I won’t repeat the whole argument word for word, although, actually, I pretty much already did. We basically just kept repeating those two statements back and forth to each other, with growing frustration. “It HAS to create a hot spot!” “But the water doesn’t just stay still!”
Eventually, he said he couldn’t talk to me about it anymore, because he was just too aggravated. I, however, insisted that we continue. “I think you are not understanding something,” I said, “Because it cannot make a hot spot! The water is being poured into an empty pan. It goes all over the pan! It flows!”
“Wait… you’re not pouring the water into the fluid?” Andrew asked.
OH THANK GOODNESS. So here’s what was happening. Andrew thought I was pouring hot water into a cold fluid and failing to understand that this would create a hot spot before the mixture had time to come to thermal equilibrium, something that I should understand very well given my degree in chemical engineering which is basically the study of heat transfer and fluid flow.

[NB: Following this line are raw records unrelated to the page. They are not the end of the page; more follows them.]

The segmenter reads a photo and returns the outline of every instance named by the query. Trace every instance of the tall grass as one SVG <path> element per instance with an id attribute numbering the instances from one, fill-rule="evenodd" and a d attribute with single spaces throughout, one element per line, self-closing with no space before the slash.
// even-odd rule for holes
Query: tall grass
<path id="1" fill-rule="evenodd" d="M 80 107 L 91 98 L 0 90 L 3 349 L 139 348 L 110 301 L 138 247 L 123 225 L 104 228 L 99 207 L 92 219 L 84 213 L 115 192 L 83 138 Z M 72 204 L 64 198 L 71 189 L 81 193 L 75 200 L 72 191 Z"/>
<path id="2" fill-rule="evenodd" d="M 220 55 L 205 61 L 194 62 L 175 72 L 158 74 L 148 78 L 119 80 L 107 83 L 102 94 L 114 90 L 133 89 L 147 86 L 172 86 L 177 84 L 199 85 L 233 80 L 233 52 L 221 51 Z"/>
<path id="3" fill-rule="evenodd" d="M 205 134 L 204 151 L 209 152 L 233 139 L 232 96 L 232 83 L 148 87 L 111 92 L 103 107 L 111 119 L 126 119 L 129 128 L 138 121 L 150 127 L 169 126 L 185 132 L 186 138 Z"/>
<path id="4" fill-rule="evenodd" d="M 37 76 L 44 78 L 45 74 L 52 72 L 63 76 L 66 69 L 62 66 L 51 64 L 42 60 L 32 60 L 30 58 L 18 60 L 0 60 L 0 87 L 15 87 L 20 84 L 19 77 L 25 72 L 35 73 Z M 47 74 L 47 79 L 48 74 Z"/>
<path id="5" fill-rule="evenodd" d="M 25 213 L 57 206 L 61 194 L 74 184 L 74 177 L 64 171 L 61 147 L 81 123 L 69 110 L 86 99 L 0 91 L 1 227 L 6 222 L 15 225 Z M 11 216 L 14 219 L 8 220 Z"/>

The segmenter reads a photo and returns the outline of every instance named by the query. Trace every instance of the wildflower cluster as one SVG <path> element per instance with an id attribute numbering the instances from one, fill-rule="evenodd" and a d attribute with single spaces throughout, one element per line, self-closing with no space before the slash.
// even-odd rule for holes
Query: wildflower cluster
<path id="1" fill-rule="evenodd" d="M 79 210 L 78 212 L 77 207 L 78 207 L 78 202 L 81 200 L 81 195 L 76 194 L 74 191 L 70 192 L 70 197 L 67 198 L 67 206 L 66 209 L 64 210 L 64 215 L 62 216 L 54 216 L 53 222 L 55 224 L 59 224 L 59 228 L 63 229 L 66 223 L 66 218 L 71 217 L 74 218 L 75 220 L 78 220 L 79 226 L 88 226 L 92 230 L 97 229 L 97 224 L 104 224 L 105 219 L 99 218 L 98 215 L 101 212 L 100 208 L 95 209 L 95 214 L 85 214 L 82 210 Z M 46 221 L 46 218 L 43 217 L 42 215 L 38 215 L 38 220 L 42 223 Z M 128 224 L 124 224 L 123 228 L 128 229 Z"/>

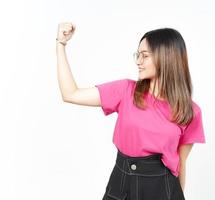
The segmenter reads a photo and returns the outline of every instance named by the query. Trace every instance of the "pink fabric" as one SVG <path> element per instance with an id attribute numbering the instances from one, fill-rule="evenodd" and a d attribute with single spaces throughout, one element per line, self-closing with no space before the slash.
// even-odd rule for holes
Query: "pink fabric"
<path id="1" fill-rule="evenodd" d="M 178 147 L 188 143 L 205 143 L 200 107 L 192 101 L 194 119 L 188 126 L 170 122 L 170 106 L 167 101 L 155 100 L 146 93 L 147 110 L 133 105 L 136 81 L 114 80 L 95 85 L 100 94 L 101 108 L 105 115 L 118 113 L 113 143 L 129 156 L 147 156 L 162 153 L 162 162 L 172 174 L 179 175 Z M 153 104 L 154 103 L 154 104 Z"/>

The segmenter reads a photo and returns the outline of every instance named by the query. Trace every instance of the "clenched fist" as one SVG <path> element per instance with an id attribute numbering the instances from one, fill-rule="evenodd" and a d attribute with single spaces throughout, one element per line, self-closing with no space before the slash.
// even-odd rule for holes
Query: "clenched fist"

But to me, it seemed like Andrew was failing to understand that when you pour water into a dish it will not stack up on top of itself but will instead flow into the pan, something that Andrew should understand very well given that he has POURED WATER BEFORE.
I tell you, we argued about this for a good ten minutes. And I think we had such trouble finding different words to explain what we were talking about, because what each of us WANTED to say was, “WHY ARE YOU BEING AN IDIOT?”